Dick Clogg explained: ‘This outdated system doesn’t reflect the number of shots on target, passing opportunities, corner kicks and successful tackles. We propose that victories should henceforth be awarded on a more proportional system which weighs in favour of smaller, less powerful teams: involving a sophisticated formula of shots-on-target divided by fouls or penalties ruled against a particular side, multiplied by the number of goals scored by the ‘winners’ compared with similar goals scored by numerically-higher goal-scorers in all the other games on that particular match day.

We also want to introduce style points, a handicap system, an oche for free kicks, tickets to be paid for only with Luncheon Vouchers, and maybe shuttlecocks.

Simple, really.’

On the other hand The Football Association is emerging as the most popular alternative to the Premiership - but not overwhelmingly so.

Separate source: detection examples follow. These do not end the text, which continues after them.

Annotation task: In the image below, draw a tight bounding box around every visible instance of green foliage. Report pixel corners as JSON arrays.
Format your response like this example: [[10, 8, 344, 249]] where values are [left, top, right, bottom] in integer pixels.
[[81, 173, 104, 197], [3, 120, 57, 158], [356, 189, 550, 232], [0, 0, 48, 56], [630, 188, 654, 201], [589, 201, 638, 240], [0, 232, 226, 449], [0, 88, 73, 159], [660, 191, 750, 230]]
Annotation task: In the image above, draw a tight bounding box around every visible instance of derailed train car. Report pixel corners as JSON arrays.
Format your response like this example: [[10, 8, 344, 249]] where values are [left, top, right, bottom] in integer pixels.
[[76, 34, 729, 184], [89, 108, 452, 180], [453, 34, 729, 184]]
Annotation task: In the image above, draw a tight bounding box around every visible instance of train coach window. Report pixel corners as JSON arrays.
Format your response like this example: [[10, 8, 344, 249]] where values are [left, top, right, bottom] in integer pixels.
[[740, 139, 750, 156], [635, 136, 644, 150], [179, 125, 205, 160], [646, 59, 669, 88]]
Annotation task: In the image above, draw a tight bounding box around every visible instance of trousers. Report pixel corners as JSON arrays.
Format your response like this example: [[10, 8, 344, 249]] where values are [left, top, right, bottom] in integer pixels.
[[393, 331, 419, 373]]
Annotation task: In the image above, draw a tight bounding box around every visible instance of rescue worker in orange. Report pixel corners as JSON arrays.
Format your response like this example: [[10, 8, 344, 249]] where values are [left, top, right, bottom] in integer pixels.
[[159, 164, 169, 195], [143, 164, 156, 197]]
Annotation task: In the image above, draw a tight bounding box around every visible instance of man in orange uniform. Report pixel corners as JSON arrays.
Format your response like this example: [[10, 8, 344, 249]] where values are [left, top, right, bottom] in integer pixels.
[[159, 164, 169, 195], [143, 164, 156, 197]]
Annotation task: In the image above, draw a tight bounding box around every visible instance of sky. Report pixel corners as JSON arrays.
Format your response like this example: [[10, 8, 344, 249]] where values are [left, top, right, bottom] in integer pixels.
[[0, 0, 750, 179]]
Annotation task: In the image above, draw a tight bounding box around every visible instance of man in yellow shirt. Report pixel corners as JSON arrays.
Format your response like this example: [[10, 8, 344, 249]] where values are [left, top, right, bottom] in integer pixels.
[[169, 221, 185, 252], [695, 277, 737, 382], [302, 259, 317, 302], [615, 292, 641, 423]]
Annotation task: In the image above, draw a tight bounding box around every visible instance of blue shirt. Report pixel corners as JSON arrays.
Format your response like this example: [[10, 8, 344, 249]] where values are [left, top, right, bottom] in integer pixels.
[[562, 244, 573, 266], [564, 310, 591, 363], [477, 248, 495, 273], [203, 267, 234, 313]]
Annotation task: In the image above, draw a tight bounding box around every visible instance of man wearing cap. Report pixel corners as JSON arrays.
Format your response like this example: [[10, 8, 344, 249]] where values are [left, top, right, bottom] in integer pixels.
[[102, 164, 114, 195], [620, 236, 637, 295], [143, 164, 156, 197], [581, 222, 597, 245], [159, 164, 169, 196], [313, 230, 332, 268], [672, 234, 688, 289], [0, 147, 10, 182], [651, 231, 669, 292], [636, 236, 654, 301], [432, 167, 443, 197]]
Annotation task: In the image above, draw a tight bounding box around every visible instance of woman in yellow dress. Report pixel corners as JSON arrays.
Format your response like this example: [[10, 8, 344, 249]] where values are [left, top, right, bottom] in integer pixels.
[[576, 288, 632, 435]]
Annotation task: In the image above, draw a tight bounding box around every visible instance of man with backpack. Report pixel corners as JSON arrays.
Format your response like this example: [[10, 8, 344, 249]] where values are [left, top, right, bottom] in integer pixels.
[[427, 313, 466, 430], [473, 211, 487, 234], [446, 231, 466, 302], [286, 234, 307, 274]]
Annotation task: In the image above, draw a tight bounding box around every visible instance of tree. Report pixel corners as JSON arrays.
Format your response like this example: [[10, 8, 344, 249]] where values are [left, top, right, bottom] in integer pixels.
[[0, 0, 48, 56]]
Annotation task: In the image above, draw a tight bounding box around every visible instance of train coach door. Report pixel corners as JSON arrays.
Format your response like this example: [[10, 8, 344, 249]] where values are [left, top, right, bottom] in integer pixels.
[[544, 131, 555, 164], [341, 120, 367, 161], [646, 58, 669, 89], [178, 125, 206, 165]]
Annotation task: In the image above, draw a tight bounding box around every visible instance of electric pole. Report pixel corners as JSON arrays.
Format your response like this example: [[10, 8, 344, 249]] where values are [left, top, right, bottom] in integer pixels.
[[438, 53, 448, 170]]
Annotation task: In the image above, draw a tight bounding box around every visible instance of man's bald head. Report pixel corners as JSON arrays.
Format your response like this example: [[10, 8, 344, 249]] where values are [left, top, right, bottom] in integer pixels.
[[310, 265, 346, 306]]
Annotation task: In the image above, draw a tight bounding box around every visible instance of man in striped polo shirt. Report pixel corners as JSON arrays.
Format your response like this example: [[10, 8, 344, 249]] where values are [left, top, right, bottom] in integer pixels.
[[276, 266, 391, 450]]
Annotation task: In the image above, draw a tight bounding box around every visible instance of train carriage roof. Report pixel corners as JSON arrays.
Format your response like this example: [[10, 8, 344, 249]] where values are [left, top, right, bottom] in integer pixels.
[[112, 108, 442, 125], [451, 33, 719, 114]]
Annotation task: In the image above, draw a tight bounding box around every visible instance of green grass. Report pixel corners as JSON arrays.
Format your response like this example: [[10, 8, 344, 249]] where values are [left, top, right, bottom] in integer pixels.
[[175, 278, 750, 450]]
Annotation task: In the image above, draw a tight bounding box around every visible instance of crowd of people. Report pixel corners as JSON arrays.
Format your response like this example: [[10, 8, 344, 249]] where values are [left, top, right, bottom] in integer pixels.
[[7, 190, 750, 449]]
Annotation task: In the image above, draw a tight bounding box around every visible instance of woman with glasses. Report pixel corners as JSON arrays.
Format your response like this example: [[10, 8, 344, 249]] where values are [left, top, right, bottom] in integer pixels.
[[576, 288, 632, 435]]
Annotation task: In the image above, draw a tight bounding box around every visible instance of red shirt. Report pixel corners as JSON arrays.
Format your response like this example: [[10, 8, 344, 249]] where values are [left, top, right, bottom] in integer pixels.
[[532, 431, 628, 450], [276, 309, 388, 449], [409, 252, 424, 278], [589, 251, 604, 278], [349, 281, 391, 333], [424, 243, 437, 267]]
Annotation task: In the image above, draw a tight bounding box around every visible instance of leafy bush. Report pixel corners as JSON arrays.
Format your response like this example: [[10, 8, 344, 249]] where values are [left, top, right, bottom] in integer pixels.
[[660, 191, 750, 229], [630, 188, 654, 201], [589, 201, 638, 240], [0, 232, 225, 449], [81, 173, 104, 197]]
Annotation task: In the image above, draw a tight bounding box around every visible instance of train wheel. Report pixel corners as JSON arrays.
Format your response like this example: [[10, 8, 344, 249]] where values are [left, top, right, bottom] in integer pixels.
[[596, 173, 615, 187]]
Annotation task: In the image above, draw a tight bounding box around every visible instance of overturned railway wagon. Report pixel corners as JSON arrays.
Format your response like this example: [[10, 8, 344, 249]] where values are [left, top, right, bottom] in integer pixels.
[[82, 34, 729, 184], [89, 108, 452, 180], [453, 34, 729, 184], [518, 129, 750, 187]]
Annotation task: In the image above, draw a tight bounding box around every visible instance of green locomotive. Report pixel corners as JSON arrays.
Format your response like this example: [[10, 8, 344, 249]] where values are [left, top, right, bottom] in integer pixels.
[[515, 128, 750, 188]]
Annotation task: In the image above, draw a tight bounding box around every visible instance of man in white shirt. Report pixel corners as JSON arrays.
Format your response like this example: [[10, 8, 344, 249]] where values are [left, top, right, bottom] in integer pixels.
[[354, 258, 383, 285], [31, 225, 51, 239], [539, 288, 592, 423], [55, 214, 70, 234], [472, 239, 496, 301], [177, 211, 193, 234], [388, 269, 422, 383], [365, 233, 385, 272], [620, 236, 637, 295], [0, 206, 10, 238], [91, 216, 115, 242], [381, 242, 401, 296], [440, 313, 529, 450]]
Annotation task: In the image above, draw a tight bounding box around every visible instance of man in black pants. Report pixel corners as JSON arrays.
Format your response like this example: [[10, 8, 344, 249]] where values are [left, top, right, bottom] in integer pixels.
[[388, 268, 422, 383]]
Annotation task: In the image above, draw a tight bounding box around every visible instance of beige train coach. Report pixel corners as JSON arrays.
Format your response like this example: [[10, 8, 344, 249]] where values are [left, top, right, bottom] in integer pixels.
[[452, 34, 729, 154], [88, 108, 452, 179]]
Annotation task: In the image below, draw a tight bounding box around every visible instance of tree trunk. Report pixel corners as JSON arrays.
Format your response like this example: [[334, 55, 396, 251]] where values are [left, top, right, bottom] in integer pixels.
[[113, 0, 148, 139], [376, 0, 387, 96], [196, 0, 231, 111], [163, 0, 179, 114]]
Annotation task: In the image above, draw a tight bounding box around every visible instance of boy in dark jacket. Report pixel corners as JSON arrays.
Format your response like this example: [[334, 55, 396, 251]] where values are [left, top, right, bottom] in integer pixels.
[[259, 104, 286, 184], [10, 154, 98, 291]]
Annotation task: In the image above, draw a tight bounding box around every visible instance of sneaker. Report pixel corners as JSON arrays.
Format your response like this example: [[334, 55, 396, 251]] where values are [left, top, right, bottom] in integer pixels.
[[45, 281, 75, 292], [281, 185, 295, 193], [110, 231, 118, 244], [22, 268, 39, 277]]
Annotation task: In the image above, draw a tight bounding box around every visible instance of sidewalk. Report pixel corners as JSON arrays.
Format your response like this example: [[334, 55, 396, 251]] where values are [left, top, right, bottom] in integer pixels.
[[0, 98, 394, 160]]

It chief executive is proposing to devolve powers and of enforcement and rule-making down from the top to the national and local leagues, and even in some cases to the clubs themselves. This has met with some criticism even from the FA’s supporters as players and fans alike point out the often autocratic and dubious practices of local managers and their boards, and believe this won’t even being to address the underlying day-to-day problems of football: that its high income from national and even international corporate sponsorship means that its professional class of players and management are remote from the everyday game and those who support it by buying tickets and merchandise.

As one fan said recently: ‘If you shell out £40 to take the kids to the match every Saturday plus another twenty for food and programmes, you’d like to see a bit more of a game than a bunch of over-paid Nancy-boys rolling on the turf or hugging one another each time the average game’s one or two measly goals is scored. We’re not asking for bloody miracles here; we don’t want to be world leaders any more, but just to have a good home game every now and then for our money.

Not that it makes much difference,’ he went on glumly ‘since all the important decisions are taken in Zurich by FIFA anyway.


I meant to say ' if you fork out £40. ‘

Agreeing though they would with that last comment, the British Olympic Association wasn’t available for interview – busy as it was signing up numerous disillusioned footie supporters on the promise of taking them out of FIFA-dominated international soccer altogether and to restore traditional two-authority control in Britain as it had always been in previous, pre-FIFA decades.

Nobody could pluck up the courage to ask the pigeon-fanciers what they thought, and the yoga people tried to take the ball off our correspondent and exchange it for a wilted daisy.


James Higham said...

Life in terms of football.

North Northwester said...

And tomorrow, James, it'll be poetry.